High frequency of bacterial infection, Cytomegalovirus (CMV) expression,
and organ rejection in the peripresentation period.
Although none of this study population was complicated
by brain hemorrhage, it is a well known complication which is reported in 5-17
% of PRES patients.(41)
Doss-Esper
et al(41) have proposed 2 theories for brain
haemorrhage: 1) nonaneurysmal subarachnoid (sulcal) hemorrhage due to rupture
of pial vessels in the face of severe hypertension and impaired cerebral
autoregulation, and 2) postischemic reperfusion injury leading to multifocal
brain hemorrhages.(42,43)
The
results in our patients demonstrated several important observations related to
the imaging appearances of PRES: 1- common involvement of "atypical"

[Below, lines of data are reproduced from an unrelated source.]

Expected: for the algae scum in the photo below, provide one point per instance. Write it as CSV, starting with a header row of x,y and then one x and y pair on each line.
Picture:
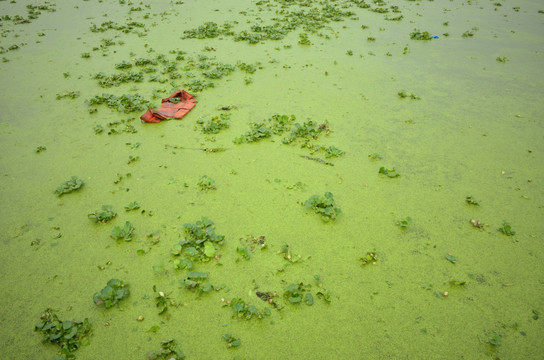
x,y
358,180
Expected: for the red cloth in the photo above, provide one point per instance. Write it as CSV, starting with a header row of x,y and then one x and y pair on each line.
x,y
169,109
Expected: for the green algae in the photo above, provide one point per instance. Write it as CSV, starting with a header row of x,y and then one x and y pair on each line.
x,y
465,94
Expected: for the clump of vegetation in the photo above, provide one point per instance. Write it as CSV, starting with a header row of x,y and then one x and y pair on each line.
x,y
297,293
206,183
506,229
168,351
124,233
231,341
69,185
275,125
418,35
369,258
68,94
104,215
324,206
69,335
392,173
112,293
198,245
403,224
215,124
403,94
196,281
243,310
494,339
125,103
133,205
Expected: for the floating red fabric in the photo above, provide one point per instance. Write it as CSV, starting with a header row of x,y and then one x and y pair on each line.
x,y
175,106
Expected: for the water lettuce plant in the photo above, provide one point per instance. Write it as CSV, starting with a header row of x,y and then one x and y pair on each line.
x,y
104,215
506,229
297,293
124,233
198,245
69,185
112,293
169,350
324,206
243,310
69,335
369,258
392,173
231,341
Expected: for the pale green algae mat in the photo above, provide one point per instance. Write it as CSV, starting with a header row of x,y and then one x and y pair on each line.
x,y
358,180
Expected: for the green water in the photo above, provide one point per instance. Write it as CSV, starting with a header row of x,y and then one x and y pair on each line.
x,y
476,131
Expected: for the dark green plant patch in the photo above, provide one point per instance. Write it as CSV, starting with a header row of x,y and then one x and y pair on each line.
x,y
403,224
206,183
232,342
68,335
392,173
214,124
169,350
124,233
245,311
369,258
68,94
198,245
69,185
403,95
275,125
418,35
471,201
112,293
133,205
104,215
506,229
494,339
324,206
287,253
298,293
163,301
125,103
197,281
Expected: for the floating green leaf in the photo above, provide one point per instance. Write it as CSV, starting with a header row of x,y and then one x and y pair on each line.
x,y
110,295
69,185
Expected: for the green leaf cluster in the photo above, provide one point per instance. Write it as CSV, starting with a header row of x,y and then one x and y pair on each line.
x,y
243,310
198,245
125,103
418,35
231,341
69,185
324,206
124,233
215,124
388,172
369,258
104,215
69,335
403,224
169,350
506,229
297,293
112,293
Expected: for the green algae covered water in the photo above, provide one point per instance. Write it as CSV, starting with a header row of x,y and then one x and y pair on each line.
x,y
410,268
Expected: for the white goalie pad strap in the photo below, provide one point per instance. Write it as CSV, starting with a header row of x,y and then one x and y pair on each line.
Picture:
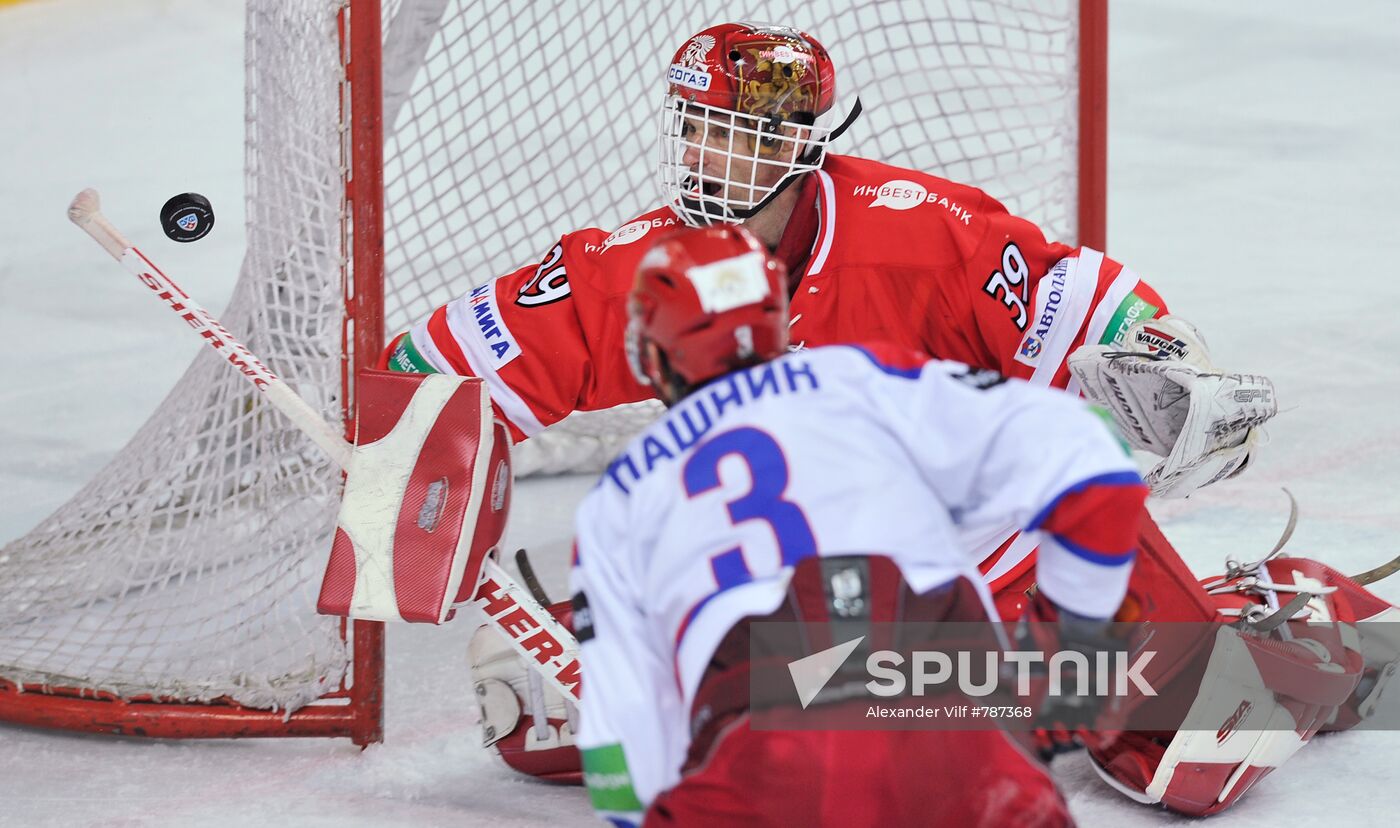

brain locations other than the parietal or occipital regions 2- partial or
asymmetrical expression of the vasogenic edema. These observations are of importance
for proper diagnosis of PRES.
Conclusion
The
frequency of regional involvement of brain lobes in PRES was consistent with published
literature. Reversible vasogenic edema, which is usually symmetrical and
bilateral, mainly in the parieto-occipital and posterior frontal lobes are the
usual imaging findings in this syndrome. Neuroradiological findings along with
clinical signs are consistent enough that this entity should be readily
recognizable which ensures early treatment, also prevention of potential
complications as brain hemorrhage and infarction.